Short Film Review: To Calm the Pig Inside (2019)

To Calm the Pig Inside by Joanna Vasquez Arong is a documentary short film about Hurricane Yolanda, which was an incredibly powerful storm that devastated the Philippines in November 2013. In my eyes, To Calm the Pig Inside manages to effectively express the sorrow, frustration, and the subsequent physical and emotional trauma felt by the victims of such a tragedy. Arong achieves this by taking a subdued and minimalistic approach to the presentation of the event, as well as the issues and its aftermath. In terms of the visuals, Arong utilises a blend of still images, videos of the hurricane and its aftermath as well as truly haunting drawings by children who had witnessed the hurricane. These drawings instil a feeling of complete hopelessness and powerlessness in the audience as all we can do take in what horrors must have been witnessed by the young. 

The imagery is utilised very cleverly as the film opens on a simple yet positive image of children just playing and having fun in some water. However, after a few seconds so seeing this you quickly notice the surroundings. What was once an image of happiness becomes something fairly heartbreaking. On top of this, almost all the imagery is colour graded in black and white to make the audience feel a greater sense of physical distance from the situation, thus turning us into passive participants who can do nothing but stare at what is appearing in front of us on screen. This leads the audience to become heavily affected by what we are witnessing but at the same time, the way the information is presented to us makes us feel powerless in every sense of the word. 

The main way To Calm the Pig Inside conveys information to us is through the voiceover of a survivor. The voice slowly and calmly recounts what happened during the hurricane. It feels fairly unconventional as it makes us feel like we are with the subject, but we never feel like we are directly being spoken to. Instead we feel like we are in the same room as the subject recounts to an invisible third person. When paired with the imagery, the feeling of pure powerlessness and hopelessness is magnified that much more.

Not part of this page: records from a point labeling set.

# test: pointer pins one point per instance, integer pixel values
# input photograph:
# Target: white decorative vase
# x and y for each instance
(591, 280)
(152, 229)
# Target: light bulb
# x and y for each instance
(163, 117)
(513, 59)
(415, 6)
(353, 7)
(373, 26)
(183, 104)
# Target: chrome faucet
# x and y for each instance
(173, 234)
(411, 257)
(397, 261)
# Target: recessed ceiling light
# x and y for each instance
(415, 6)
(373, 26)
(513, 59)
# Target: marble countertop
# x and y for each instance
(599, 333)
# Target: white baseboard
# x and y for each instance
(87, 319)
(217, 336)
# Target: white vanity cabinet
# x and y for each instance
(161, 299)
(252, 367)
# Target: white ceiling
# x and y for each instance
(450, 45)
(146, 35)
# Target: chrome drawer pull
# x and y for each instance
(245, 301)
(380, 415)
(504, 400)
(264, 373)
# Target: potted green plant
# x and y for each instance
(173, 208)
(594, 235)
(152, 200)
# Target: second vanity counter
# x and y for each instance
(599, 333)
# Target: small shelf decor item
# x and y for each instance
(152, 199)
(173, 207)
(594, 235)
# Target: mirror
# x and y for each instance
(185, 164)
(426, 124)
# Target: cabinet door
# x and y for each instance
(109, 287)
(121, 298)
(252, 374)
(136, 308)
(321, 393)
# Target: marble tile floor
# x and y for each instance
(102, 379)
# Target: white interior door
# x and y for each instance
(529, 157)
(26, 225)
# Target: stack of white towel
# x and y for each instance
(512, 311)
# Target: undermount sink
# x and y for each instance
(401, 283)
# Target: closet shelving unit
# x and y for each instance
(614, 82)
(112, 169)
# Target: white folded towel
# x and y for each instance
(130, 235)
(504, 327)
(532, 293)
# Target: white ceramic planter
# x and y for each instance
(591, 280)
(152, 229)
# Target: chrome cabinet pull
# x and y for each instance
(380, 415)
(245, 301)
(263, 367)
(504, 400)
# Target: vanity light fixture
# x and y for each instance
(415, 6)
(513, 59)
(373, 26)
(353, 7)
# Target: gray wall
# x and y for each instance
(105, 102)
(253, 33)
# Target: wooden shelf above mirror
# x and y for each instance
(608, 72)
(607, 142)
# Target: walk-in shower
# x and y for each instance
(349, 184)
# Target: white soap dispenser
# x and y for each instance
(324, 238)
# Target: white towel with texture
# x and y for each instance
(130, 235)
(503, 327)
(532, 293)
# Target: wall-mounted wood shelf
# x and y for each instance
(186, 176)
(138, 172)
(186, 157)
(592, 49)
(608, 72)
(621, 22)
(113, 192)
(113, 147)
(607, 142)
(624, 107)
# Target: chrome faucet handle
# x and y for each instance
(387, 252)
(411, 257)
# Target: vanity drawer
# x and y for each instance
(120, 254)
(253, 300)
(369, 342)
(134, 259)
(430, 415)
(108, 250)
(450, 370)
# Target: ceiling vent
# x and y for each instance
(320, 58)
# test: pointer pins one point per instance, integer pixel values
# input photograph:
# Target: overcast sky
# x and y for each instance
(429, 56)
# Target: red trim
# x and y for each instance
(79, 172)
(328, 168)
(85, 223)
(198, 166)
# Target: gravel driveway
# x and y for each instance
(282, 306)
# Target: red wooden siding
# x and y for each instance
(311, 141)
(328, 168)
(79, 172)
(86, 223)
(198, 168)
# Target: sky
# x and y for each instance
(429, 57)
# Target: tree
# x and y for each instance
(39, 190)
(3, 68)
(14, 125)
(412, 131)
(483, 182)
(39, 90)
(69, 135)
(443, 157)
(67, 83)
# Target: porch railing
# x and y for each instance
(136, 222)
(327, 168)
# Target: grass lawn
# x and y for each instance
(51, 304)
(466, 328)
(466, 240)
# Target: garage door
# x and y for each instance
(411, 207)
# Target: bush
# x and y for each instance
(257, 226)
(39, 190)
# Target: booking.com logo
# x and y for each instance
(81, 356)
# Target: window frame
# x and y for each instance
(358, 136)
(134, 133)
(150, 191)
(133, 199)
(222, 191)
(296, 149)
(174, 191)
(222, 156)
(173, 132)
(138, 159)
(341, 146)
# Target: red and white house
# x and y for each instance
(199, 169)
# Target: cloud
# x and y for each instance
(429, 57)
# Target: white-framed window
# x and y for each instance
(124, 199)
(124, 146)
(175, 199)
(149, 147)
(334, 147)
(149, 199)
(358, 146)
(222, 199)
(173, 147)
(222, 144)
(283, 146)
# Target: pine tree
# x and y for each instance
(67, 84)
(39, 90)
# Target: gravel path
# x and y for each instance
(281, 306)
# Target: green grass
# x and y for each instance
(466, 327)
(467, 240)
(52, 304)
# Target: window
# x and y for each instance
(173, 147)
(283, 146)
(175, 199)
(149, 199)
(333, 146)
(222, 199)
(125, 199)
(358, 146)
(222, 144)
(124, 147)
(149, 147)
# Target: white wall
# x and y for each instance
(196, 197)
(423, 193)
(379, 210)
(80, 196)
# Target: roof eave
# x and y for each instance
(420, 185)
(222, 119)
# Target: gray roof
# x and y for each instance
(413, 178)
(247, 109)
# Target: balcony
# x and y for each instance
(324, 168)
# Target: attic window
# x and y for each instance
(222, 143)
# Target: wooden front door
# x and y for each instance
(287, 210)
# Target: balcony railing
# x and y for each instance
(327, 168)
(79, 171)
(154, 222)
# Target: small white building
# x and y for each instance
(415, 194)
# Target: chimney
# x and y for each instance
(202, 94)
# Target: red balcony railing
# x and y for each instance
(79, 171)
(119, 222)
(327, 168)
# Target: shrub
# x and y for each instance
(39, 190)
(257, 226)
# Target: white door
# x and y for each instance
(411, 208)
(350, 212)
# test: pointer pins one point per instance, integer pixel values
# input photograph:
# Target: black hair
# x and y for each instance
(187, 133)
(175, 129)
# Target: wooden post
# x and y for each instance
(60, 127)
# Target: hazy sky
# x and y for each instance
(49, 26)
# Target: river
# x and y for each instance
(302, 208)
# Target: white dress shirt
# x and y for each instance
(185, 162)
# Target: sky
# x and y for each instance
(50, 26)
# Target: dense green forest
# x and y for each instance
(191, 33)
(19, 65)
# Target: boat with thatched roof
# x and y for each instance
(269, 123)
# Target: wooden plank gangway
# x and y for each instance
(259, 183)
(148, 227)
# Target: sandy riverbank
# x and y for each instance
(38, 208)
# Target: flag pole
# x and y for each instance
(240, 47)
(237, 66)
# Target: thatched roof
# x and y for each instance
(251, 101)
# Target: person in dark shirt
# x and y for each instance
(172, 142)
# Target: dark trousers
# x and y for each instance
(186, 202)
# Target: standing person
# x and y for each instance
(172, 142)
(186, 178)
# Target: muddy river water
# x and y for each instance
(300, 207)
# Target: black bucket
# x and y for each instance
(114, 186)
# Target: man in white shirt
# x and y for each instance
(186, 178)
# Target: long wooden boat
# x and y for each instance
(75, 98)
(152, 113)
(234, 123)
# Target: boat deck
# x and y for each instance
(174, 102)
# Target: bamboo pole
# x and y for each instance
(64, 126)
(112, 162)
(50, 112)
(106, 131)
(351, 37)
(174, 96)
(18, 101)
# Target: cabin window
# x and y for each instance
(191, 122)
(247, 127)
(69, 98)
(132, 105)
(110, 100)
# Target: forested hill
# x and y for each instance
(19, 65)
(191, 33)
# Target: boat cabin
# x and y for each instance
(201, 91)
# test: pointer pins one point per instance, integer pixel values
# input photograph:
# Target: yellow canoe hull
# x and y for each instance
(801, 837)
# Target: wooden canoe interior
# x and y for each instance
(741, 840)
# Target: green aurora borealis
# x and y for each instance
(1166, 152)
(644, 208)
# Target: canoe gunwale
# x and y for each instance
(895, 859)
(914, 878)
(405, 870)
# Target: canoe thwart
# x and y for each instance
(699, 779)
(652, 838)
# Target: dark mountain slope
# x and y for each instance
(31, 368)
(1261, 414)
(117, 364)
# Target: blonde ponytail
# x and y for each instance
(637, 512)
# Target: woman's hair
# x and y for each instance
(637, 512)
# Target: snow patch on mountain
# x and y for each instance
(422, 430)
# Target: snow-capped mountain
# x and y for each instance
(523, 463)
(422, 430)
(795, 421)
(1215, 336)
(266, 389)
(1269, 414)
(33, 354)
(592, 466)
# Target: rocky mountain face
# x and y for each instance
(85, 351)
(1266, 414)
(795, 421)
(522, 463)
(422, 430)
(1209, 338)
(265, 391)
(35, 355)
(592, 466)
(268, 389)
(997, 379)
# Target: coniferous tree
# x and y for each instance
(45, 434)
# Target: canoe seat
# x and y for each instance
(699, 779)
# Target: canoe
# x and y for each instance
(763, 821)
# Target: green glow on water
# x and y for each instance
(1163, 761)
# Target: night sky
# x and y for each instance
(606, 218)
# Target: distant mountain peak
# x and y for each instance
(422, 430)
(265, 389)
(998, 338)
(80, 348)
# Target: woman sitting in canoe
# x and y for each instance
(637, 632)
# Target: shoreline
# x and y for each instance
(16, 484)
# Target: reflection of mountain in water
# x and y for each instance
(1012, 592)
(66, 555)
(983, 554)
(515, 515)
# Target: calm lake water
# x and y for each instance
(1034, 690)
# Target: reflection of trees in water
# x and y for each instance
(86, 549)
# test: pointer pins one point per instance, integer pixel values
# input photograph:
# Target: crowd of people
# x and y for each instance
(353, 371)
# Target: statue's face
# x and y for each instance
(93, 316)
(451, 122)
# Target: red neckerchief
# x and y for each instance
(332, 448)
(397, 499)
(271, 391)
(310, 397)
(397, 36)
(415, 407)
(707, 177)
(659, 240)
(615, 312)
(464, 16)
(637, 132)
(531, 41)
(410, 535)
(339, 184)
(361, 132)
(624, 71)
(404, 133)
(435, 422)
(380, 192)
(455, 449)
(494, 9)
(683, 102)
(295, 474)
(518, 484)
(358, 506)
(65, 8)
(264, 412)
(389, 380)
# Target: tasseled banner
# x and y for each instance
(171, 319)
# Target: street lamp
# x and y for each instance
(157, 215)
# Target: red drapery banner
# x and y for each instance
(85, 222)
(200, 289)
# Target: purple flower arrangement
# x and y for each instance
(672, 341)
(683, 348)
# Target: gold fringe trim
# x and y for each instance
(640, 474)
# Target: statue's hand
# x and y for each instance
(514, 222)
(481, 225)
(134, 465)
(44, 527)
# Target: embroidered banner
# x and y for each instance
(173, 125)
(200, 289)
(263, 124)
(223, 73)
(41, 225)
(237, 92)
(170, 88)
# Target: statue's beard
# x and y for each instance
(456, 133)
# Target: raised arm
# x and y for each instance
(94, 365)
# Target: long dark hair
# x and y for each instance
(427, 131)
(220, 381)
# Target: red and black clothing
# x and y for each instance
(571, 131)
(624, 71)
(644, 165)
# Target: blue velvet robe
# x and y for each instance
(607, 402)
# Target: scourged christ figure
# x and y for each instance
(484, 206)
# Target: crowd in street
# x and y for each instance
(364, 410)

The film has a very basic score that dips in and out of the film to avoid from becoming overbearing and manipulative. On top of this, the film has an atmospheric track that plays throughout, a windy, droning sound that slowly intensifies as the film progresses, which instils a constant feeling of danger—almost as if there were another hurricane that could strike anytime now. Much like the victims, we would be completely powerless to stop this looming threat.

While the film manages to express the sorrow, frustration, and the subsequent physical and emotional trauma felt by the victims, it also manages to inform the audience not only of the true impact of the hurricane but also of a great deal of corruption and government negligence. The bureaucracy both placed little importance on the hurricane before it hit as well as were lacklustre in their recovery efforts in the aftermath. 

Overall, To Calm the Pig Inside by Joanna Vasquez Arong is an incredibly effective documentary that makes the audience feel just as powerful and hopeless like those affected. But it is also an incredible exercise in minimalistic storytelling that leaves a haunting impression on the viewer.